Suppose I have a form in my web application where users can upload a profile picture.
I’ve got few requirements about file size, dimensions etc, but when the user uploads the image, how should I name them on my system? I suppose it would need to be consistent and also unique.
Maybe a GUID?
a5c627bedc3c44b7ae7c06a44fb3fcf8.jpg
A timestamp?
129899740140465735.jpg
A hash? Ex: md5
b1a9acaf295cf14ffbc5b6538294562c.jpg
Is there a standard or recommended way to do this?
2
You should try to meet two goals: Uniqueness, and usefulness.
Using a GUID guarantees uniqueness, but one day the files may become detached from their original source, and then you will be in trouble.
My typical solution is to embed crucial information into the filename, such as the userID (if it belongs to a user) or the date and time uploaded (if this is significant), or the filename used when uploading it.
This may really save your skin one day, when the information embedded in the filename allows you to, for example, recover from a bug, or the accidental deletion of records. If all you have is GUIDs, and you lose the catalogue, you will have a heck of a job cleaning that up.
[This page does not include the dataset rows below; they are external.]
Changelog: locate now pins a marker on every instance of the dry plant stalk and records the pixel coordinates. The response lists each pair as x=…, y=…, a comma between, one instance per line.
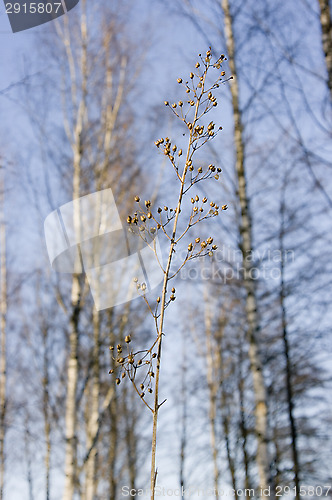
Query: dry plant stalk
x=200, y=100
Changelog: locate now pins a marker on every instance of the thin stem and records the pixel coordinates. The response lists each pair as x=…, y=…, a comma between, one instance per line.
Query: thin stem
x=163, y=298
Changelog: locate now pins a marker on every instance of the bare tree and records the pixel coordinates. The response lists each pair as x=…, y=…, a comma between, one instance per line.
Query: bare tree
x=326, y=26
x=3, y=314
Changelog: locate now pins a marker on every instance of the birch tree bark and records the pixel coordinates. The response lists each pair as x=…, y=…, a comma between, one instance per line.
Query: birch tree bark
x=261, y=428
x=3, y=315
x=326, y=26
x=77, y=145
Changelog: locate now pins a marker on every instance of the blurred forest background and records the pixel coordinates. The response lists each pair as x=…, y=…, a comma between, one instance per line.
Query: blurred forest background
x=247, y=360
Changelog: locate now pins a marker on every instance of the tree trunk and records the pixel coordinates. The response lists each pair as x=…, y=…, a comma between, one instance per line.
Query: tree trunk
x=326, y=26
x=47, y=423
x=213, y=381
x=93, y=424
x=3, y=314
x=246, y=250
x=289, y=385
x=73, y=366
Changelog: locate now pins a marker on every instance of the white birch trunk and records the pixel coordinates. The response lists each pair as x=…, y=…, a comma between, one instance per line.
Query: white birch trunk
x=326, y=26
x=3, y=360
x=261, y=429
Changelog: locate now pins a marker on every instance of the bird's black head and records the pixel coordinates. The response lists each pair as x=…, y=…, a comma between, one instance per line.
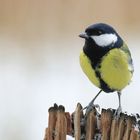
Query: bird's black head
x=99, y=39
x=102, y=35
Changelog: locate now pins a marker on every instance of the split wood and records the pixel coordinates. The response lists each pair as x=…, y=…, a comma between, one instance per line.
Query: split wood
x=94, y=126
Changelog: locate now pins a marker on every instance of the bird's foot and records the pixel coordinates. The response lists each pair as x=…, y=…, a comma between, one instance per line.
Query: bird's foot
x=90, y=108
x=118, y=112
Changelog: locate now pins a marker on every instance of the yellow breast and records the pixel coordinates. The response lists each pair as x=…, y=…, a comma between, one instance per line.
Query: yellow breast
x=88, y=70
x=114, y=69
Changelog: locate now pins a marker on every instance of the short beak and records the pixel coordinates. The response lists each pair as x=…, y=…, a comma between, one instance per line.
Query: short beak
x=84, y=35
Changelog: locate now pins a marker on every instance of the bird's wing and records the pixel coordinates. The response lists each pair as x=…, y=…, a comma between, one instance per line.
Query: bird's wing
x=130, y=62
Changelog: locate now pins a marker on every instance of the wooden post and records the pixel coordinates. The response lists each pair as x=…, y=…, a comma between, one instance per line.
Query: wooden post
x=104, y=126
x=61, y=125
x=91, y=123
x=77, y=119
x=106, y=120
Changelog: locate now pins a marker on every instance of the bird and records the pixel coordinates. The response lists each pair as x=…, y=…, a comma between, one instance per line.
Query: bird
x=106, y=60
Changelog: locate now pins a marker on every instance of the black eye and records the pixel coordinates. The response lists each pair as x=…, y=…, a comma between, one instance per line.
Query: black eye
x=94, y=32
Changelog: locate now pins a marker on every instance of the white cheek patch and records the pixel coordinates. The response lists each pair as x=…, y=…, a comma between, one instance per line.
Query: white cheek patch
x=105, y=39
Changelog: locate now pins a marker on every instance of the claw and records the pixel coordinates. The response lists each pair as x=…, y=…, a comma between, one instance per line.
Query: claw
x=118, y=113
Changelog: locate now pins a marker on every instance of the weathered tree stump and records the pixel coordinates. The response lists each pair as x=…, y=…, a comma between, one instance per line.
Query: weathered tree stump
x=92, y=126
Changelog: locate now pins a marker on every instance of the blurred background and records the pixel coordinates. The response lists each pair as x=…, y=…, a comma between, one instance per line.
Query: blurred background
x=39, y=60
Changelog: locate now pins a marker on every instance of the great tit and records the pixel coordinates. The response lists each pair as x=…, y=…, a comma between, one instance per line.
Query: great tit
x=106, y=60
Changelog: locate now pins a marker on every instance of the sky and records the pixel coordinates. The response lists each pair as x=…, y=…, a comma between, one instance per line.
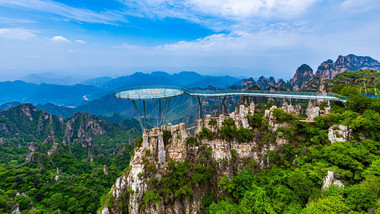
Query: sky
x=90, y=38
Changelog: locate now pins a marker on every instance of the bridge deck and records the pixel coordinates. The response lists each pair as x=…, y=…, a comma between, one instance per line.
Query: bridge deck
x=145, y=93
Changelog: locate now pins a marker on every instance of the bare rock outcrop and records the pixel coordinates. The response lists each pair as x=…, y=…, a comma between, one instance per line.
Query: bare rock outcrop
x=152, y=160
x=301, y=77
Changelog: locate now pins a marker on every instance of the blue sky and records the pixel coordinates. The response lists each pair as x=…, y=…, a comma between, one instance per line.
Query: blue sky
x=237, y=37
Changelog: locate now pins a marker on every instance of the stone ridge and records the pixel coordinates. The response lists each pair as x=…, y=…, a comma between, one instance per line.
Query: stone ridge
x=227, y=156
x=301, y=77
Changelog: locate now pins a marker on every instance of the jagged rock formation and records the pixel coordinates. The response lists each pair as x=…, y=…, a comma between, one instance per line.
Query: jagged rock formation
x=331, y=180
x=246, y=83
x=305, y=80
x=301, y=77
x=156, y=157
x=339, y=133
x=329, y=69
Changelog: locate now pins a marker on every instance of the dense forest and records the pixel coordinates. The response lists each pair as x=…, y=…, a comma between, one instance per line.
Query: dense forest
x=40, y=173
x=293, y=183
x=73, y=177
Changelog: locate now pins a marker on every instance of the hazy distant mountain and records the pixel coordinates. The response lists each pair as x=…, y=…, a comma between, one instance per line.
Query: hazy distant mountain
x=99, y=81
x=328, y=69
x=9, y=105
x=301, y=77
x=66, y=95
x=50, y=78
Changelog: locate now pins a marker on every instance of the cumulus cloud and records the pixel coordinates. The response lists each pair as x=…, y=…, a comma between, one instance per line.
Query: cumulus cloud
x=80, y=41
x=217, y=14
x=16, y=33
x=78, y=14
x=360, y=6
x=59, y=39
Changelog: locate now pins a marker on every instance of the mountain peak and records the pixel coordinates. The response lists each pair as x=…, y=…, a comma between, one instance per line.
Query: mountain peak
x=301, y=77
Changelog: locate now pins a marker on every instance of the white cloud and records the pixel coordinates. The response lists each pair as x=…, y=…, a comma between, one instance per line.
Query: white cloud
x=58, y=39
x=238, y=41
x=360, y=6
x=16, y=33
x=85, y=15
x=128, y=46
x=7, y=20
x=80, y=41
x=218, y=14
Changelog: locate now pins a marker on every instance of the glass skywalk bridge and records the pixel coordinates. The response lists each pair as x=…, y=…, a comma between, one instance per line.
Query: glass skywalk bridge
x=161, y=93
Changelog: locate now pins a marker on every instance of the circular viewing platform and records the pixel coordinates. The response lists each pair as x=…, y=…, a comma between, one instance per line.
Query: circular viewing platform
x=148, y=92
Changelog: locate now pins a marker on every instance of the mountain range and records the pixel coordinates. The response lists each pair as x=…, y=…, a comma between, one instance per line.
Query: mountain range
x=95, y=96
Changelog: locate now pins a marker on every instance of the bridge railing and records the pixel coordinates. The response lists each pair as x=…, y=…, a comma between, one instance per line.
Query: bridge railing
x=200, y=92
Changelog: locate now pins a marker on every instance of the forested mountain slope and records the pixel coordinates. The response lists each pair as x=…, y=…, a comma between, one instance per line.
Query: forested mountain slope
x=260, y=160
x=49, y=163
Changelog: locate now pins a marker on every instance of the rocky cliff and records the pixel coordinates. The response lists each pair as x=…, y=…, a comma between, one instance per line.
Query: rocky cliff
x=305, y=80
x=329, y=69
x=171, y=171
x=301, y=77
x=351, y=63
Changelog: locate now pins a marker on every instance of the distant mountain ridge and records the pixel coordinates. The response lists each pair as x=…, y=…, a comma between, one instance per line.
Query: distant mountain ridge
x=329, y=69
x=305, y=79
x=80, y=94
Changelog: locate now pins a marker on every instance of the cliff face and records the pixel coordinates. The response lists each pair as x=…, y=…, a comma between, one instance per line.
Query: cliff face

For example, if a file “My Holiday: Florida 23.jpg” is uploaded, by userID 98765, on 2013/04/04 at 12:51:23 I would name it something like this, adding a random string ad8a7dsf9
:
20130404125123-ad8a7dsf9-98765-my-holiday-florida-23.jpg
- Uniqueness is ensured by the date and time, and random string (provided it is properly random from /dev/urandom or CryptGenRandom.
- If the file is ever detached, you can identify the user, the date and time, and the title.
- Everything is folded to lower case and anything non-alphanumeric is removed and replaced by dashes, which makes the filename easy to handle using simple tools (e.g. no spaces which can confuse badly written scripts, no colons or other characters which are forbidden on some filesystems, and so on).
4
You don’t want to stress applications (such as Explorer) and make it crash when you open the directory. Whilst it is unlikely you are going to stress the actual file system, you need to take this into account if you’re going to be storing thousands of files.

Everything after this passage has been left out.